In his new book, Constitutional Polarization: A Critical Review of the U.S. Political System (2023), Josep Colomer examines the origins of political polarization in the United States, arguing that it is embedded in constitutional design. He contends the two-party political system and the separation of powers between the office of the president and Congress creates the gridlock the United States is experiencing today. The book reviews the history of bipartisan cooperation and posits why this historical moment is so different from the past. To discuss Colomer’s new book, the Georgetown Americas Institute welcomed Diana Kapiszewski, associate professor of government and the director of the Center for Latin American Studies at Georgetown University; Arturo Valenzuela, emeritus professor of government and foreign service at Georgetown University; Michael Bailey, Colonel William J. Walsh Professor of American Government at Georgetown University; and Colomer for a lively conversation about the future of American government and polarization in the U.S. political system.
This event was co-sponsored by Georgetown Americas Institute and the Center for Latin American Studies.
Josep M. Colomer is a scholar, professor, and author in political science and political economy. Colomer was a professor at Georgetown University, where he is now an associate researcher at its BMW Center for German and European Studies. He is also a current associate researcher at the Institute for Political and Social Studies of the Autonomous University of Barcelona. His areas of expertise include democratization, political institutions, forms of government, electoral and voting systems, the European Union, United States politics, and global political institutions. Colomer is the author or editor of 26 books in six languages and about 200 academic articles and book chapters, as well as several hundred op-ed articles published by newspapers in several countries. He was a founding member of the Spanish Political Science Association (AECPA), a life member of the American Political Science Association (APSA), and an elected member of the Academia Europaea.
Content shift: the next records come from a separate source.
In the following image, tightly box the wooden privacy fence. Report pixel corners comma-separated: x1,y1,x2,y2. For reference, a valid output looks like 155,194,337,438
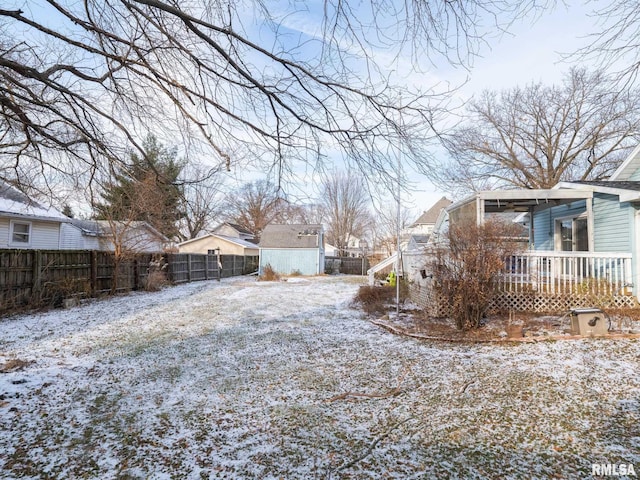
166,254,258,283
325,256,369,275
0,249,258,315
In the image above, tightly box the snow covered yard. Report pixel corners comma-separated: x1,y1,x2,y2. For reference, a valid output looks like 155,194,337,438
1,276,638,479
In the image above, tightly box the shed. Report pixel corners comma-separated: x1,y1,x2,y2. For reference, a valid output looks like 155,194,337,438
259,224,324,275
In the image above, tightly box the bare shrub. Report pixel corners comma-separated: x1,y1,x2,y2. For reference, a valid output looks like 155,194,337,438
432,218,524,330
44,278,91,308
258,264,280,282
353,281,409,315
354,285,396,314
144,254,169,291
144,270,169,291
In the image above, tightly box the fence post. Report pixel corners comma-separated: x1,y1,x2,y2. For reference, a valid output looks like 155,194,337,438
133,257,139,291
187,254,192,282
32,250,42,300
205,254,209,280
90,250,98,297
217,253,221,281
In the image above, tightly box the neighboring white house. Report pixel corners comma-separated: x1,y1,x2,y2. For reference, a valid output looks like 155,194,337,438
325,234,367,257
405,197,452,237
67,219,168,253
324,243,339,256
0,181,72,250
0,181,168,253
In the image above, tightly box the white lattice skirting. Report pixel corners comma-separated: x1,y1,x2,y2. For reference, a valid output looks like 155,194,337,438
409,283,639,315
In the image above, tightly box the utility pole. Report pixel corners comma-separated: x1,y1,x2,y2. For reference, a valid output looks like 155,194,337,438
396,152,401,319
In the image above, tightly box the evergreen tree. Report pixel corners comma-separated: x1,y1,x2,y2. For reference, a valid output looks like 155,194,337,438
61,204,74,218
95,135,185,240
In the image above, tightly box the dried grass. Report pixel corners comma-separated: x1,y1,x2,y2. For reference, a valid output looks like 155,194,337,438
258,263,280,281
353,285,397,314
144,270,169,291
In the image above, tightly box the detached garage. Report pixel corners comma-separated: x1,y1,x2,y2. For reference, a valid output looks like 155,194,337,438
259,224,324,276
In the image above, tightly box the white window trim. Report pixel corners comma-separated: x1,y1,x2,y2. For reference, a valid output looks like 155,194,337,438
9,220,32,247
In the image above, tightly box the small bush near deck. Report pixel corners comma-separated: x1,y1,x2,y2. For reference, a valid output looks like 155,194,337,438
432,218,523,330
354,285,398,314
259,264,280,281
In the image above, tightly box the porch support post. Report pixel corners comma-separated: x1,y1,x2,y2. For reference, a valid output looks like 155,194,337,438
477,196,484,226
586,196,595,252
528,206,535,250
636,209,640,302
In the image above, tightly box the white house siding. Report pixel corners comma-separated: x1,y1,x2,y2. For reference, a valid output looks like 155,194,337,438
532,200,587,250
593,193,633,253
0,220,8,247
0,218,61,249
59,223,88,250
259,248,321,275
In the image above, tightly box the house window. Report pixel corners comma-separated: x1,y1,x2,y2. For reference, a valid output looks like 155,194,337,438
555,216,588,252
10,221,31,245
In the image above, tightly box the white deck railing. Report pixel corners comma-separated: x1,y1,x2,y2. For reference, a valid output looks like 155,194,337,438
498,251,633,296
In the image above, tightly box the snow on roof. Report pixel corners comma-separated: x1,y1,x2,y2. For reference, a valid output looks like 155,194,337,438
0,181,68,221
215,234,259,249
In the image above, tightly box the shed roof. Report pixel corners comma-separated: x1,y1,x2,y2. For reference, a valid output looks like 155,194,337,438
259,224,322,248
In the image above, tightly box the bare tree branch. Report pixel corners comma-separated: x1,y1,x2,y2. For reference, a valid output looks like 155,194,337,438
1,0,551,193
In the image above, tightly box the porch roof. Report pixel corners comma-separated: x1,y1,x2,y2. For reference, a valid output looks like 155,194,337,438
556,180,640,202
449,189,593,215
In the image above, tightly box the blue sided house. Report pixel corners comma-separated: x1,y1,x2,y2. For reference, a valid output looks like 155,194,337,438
446,145,640,309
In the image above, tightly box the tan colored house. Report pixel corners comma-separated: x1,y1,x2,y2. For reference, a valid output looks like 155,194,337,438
178,234,259,256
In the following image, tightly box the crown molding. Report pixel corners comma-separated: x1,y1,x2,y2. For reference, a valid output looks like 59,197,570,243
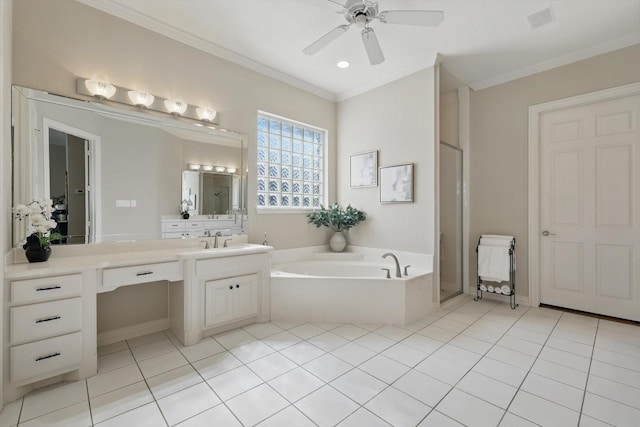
470,32,640,91
76,0,337,101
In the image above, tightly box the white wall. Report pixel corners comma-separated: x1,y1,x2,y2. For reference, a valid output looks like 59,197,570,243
470,44,640,298
337,67,438,255
12,0,337,249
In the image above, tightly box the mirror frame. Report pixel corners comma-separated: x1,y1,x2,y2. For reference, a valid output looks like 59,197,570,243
11,85,248,247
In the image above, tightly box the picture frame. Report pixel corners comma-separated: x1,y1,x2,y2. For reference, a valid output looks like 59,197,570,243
379,163,414,203
349,149,378,188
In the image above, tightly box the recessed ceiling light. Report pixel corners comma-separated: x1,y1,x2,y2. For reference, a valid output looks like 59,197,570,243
337,61,350,69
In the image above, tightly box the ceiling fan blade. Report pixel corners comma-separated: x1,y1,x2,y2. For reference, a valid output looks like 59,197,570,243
361,27,384,65
303,25,350,55
379,10,444,26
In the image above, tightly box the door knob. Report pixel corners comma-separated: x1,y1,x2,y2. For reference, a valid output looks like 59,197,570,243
542,230,556,236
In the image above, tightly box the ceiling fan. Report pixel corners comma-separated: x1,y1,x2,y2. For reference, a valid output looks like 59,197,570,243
303,0,444,65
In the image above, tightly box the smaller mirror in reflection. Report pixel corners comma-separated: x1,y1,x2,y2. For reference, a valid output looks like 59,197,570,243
182,171,241,216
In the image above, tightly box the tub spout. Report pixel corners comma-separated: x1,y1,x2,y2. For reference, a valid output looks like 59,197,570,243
382,253,402,278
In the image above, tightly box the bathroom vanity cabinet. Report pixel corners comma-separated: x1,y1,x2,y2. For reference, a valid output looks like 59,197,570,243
3,243,271,402
161,217,247,239
204,274,258,327
6,273,95,387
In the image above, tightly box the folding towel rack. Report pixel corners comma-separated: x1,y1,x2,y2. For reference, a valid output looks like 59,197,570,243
474,235,518,309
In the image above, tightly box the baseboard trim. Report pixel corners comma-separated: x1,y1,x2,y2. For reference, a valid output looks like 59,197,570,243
97,318,170,347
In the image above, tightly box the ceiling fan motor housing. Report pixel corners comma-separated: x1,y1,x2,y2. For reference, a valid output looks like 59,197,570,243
345,0,379,27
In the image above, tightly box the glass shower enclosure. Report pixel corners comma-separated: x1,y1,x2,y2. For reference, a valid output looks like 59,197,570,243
439,142,463,302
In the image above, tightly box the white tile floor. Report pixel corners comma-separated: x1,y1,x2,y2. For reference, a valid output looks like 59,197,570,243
1,296,639,427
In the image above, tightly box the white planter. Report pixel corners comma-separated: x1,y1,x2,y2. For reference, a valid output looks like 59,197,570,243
329,232,347,252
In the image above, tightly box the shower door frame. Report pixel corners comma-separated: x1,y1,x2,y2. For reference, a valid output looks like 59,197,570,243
439,141,464,303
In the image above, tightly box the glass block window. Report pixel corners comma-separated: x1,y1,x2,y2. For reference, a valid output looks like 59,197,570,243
257,112,326,210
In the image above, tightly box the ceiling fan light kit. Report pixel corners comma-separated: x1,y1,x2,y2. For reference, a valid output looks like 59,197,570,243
303,0,444,65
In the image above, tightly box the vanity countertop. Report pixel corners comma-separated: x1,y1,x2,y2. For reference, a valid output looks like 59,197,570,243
4,243,272,279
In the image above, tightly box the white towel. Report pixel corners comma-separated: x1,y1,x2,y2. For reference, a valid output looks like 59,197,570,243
480,237,512,247
480,285,487,292
482,234,514,241
501,285,511,294
487,285,494,293
494,286,503,294
478,245,510,282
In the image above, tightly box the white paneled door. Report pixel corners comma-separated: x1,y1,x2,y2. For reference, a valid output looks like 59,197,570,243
540,93,640,321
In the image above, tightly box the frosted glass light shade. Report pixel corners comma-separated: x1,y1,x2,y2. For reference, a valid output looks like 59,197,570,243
215,166,226,172
165,99,188,115
128,90,155,108
202,165,214,171
196,107,217,122
188,163,201,170
226,167,237,174
85,80,116,99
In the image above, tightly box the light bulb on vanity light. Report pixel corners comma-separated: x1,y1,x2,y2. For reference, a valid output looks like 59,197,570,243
85,80,116,100
226,167,237,174
188,164,201,170
165,99,188,116
196,107,217,122
215,166,226,173
128,90,155,108
202,165,214,171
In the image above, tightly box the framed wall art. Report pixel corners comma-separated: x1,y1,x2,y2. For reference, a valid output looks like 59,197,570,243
379,163,414,203
349,149,378,188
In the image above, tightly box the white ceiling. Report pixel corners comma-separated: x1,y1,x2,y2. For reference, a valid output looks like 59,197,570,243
79,0,640,101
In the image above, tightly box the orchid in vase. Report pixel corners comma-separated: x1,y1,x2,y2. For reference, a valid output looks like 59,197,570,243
14,199,61,262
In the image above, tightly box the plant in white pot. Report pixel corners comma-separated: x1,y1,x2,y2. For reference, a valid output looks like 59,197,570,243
307,203,366,252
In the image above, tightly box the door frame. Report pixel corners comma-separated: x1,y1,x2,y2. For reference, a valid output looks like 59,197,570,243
527,82,640,308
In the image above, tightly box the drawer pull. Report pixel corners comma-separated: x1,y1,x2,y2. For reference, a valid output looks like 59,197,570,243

Diana Kapiszewski is associate professor of government and the director of the Center for Latin American Studies at Georgetown University. Her research interests include public law, comparative politics, and research methods. Her first book, High Courts and Economic Governance in Argentina and Brazil (2012), which received the APSA Law and Courts Section's C. Herman Pritchett Award, explores high court-elected branch interactions over economic policy in Argentina and Brazil in the post-transition period. Her current work examines judicial politics and the uses of law in Latin America. Kapiszewski received her Ph.D. in political science from the University of California, Berkeley in 2007.
Arturo Valenzuela is emeritus professor of government and foreign service at Georgetown University. From 1987 to 2009, he directed the Latin American Studies Program and was the founding director of the Center for Latin American Studies. Valenzuela has previously served as assistant secretary for Western Hemisphere affairs in the U.S. Department of State, special assistant to the president and senior director for inter-American affairs at the National Security Council, and as a consultant to the Senate Democratic Policy Committee. As part of his scholarly work he has served as an advisor on political and constitutional reform in Bolivia, Chile, Brazil, Mexico, and Colombia. He has been a consultant to the Ford Foundation, the Inter-American Foundation, Freedom House, and other non-profit organizations. From 2014 to 2020 he was senior international policy advisor at Covington and Burling, a global law firm headquartered in Washington, DC.
Michael A. Bailey is the Colonel William J. Walsh Professor of American Government in the Department of Government and McCourt School of Public Policy at Georgetown University. His research focuses on applying statistical techniques to answering questions at the intersection of political science, policy, law, and economics. In his work on the U.S. Supreme Court, Bailey has studied the role of ideology and legal values on Supreme Court decision-making, producing The Constrained Court: Law, Politics and the Decisions Justices Make with Forrest Maltzman (2011), among other publications. He has done extensive work in public opinion and welfare policy.